Agriotes rufipalpis adult beetles are of medium size, 7–9 mm long with a black coloration. In some specimens, the sides of the elytra may be lighter. The pronotum is "distinctly longer than wide" in contrast to the very similar A. sordidus where the pronotum is only "slightly longer than wide or as wide as long". Head and pronotum of A. rufipalpis are densely punctured. The differences between A. rufipalpis and A. sordidus are often not very clear and both species can be easily confused. This is partly due to the morphological variability of A. sordidus. However, the distribution range of both species do not overlap, with A. rufipalpis being restricted to eastern Europe, where A. sordidus is not found. Apart from the narrower pronotum, A. rufipalpis has longer antennae compared to A. sordidus and there are also differences in the structure of the male genitalia.

The larval stages of Agriotes rufipalpis are morphologically indistinguishable from those of A. sordidus. However, the larvae of both species can be separated with molecular methods.

==Biology and management==
Although Agriotes rufipalpis is regarded as a serious agricultural pest in south-eastern Europe, there is little information available on its biology and management. Like other species of Agriotes, the larvae (wireworms) of A. rufipalpis are polyphagous, feeding on the roots and stem base of cereals, grasses and various other crops. The main crops attacked include maize, wheat and potatoes. In Greece, adult beetle are active from April to August with the peak activities from mid April to early June, as determined by pheromone catches. The adult beetles survive for an extended period of time and overwinter.

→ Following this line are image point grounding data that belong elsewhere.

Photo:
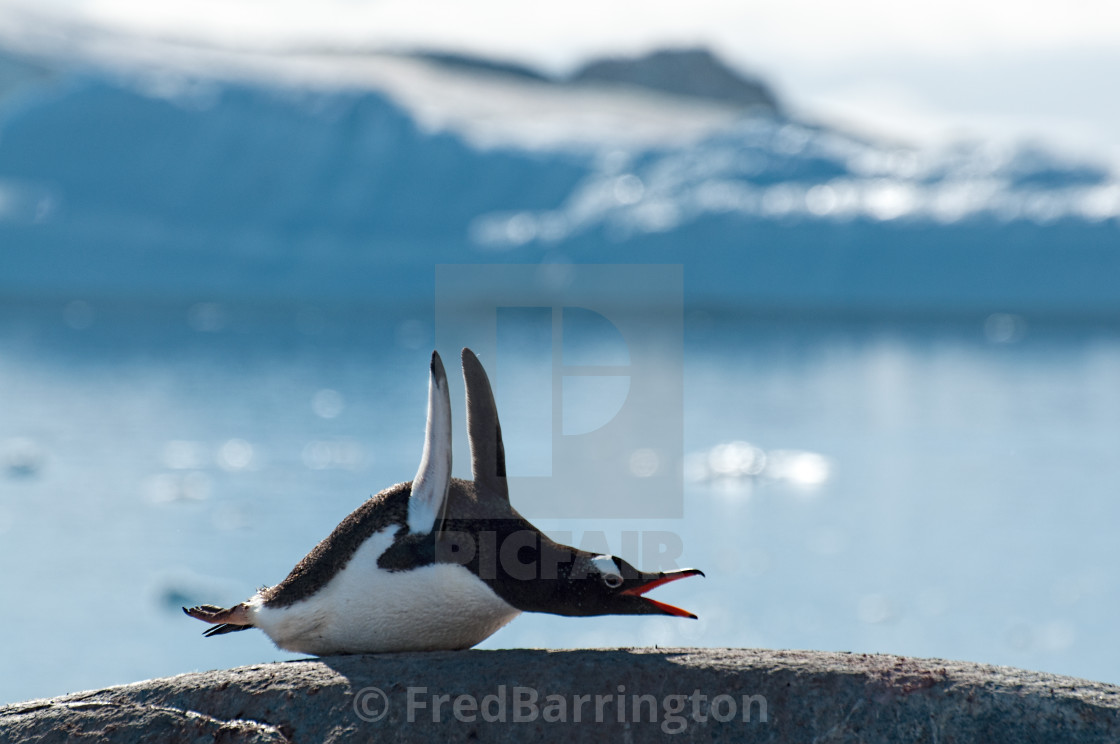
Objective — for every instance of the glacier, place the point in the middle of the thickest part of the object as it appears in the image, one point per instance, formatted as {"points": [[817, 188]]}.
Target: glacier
{"points": [[289, 180]]}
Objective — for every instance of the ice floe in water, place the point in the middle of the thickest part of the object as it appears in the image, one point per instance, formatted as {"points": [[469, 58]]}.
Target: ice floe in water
{"points": [[743, 462]]}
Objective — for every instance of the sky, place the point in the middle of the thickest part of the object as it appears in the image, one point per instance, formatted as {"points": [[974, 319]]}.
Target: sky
{"points": [[957, 68]]}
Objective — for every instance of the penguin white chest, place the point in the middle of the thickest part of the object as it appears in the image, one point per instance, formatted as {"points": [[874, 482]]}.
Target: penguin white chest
{"points": [[365, 608]]}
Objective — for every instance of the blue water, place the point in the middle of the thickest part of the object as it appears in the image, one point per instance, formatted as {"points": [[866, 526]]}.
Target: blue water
{"points": [[158, 455]]}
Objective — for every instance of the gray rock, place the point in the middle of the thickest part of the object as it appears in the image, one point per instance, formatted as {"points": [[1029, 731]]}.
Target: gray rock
{"points": [[696, 694]]}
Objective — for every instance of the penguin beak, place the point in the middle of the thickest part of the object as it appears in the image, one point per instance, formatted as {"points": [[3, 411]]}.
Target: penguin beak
{"points": [[658, 579]]}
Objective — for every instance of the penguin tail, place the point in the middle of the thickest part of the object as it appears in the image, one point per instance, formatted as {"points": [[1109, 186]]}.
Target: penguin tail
{"points": [[224, 621]]}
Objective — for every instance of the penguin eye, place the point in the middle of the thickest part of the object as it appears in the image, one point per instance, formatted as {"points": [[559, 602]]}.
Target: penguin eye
{"points": [[613, 580]]}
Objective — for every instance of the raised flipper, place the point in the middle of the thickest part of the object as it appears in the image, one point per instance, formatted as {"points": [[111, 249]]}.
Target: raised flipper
{"points": [[487, 454], [428, 499]]}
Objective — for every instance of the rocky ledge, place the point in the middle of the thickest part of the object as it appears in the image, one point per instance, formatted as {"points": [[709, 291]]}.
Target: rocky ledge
{"points": [[588, 695]]}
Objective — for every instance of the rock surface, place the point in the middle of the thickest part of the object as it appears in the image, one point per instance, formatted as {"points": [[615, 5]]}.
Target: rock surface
{"points": [[572, 696]]}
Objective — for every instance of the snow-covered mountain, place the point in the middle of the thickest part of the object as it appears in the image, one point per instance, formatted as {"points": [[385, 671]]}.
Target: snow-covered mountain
{"points": [[162, 170]]}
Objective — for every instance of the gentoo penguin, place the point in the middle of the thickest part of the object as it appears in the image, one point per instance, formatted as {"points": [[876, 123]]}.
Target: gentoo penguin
{"points": [[439, 563]]}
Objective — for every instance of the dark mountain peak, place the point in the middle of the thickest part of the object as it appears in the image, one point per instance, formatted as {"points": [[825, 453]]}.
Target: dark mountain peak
{"points": [[694, 73]]}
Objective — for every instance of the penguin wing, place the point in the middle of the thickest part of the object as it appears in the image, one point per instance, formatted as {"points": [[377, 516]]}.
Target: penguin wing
{"points": [[428, 499], [487, 454]]}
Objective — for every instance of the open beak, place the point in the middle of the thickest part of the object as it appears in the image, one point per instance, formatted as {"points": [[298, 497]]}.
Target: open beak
{"points": [[664, 577]]}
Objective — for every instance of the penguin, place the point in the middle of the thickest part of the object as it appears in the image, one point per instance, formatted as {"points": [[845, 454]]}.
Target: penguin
{"points": [[438, 563]]}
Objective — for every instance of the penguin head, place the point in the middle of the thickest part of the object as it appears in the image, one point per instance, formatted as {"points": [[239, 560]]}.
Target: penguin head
{"points": [[607, 585]]}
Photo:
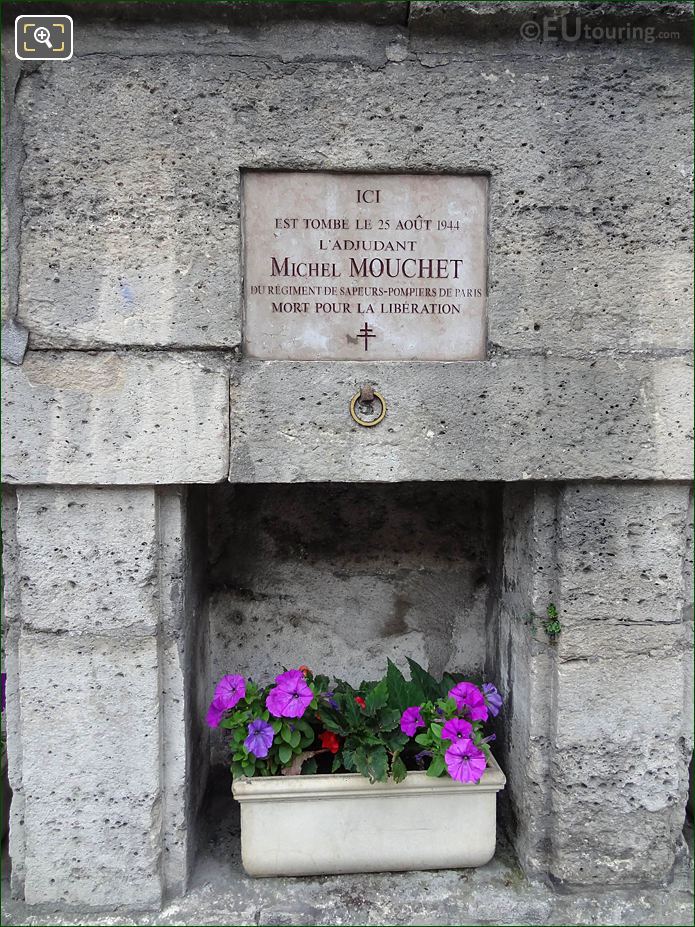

Since A. sordidus has a very similar biology, the management recommendations for that species might also apply to A. rufipalpis. In Turkey, chemical insecticides with broad-spectrum active ingredients such as organochlorine, organophosphates, and carbamates have been predominantly used against A. rufipalpis and other wireworm species. However, A. rufipalpis showed susceptibility to several native entomopathogenic nematode species like Steinernema carpocapsae and Heterorhabditis bacteriophora, suggesting that it could be feasible to develop a more environmentally friendly control method.

==Pheromones and traps==
The composition of the pheromone gland of Agriotes rufipalpis has not yet been determined, but males are attracted to geranyl hexanoate. This compound is the pheromone of Agriotes sordidus and attracts also Agriotes gallicus. In combination with the pheromone lure, VARb, YATLOR and pitfall traps are effective for catching A. rufipalpis and these traps have been used in Greece to monitor the pest population, catching high numbers.